Suppose you have an expression dataset, and want to run t-tests for several genes/probes comparing two conditions. We can use tidyverse concepts to do this. First, let’s get some data.
# BiocManager::install('affydata')
data(Dilution, package = 'affydata')
eset <- mas5(Dilution) # pre-proccessing
dat <- exprs(eset) # extract expressions
Dat <- as.data.frame(t(dat)) %>% rownames_to_column('sample') %>% as_tibble() %>%
mutate(scanner = as_factor(pData(Dilution)$scanner)) %>% # Add "scanner" from phenoData
select(sample, scanner, everything()) # Re-order columns
Now, this dataset has 12625 probesets, and we want to run a t-test on each one,
comparing the scanner types (which are of two types).
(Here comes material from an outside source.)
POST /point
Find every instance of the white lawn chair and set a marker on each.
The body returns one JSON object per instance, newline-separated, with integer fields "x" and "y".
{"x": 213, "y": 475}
There are a couple of ways to do this,
which take about the same amount of time, and create a tibble of results, with one row for each
probeset. The first is a direct application of purrr::map
, acknowledging that a tibble or data.frame is basically a list of columns, and map
can apply a function to each column and get the results.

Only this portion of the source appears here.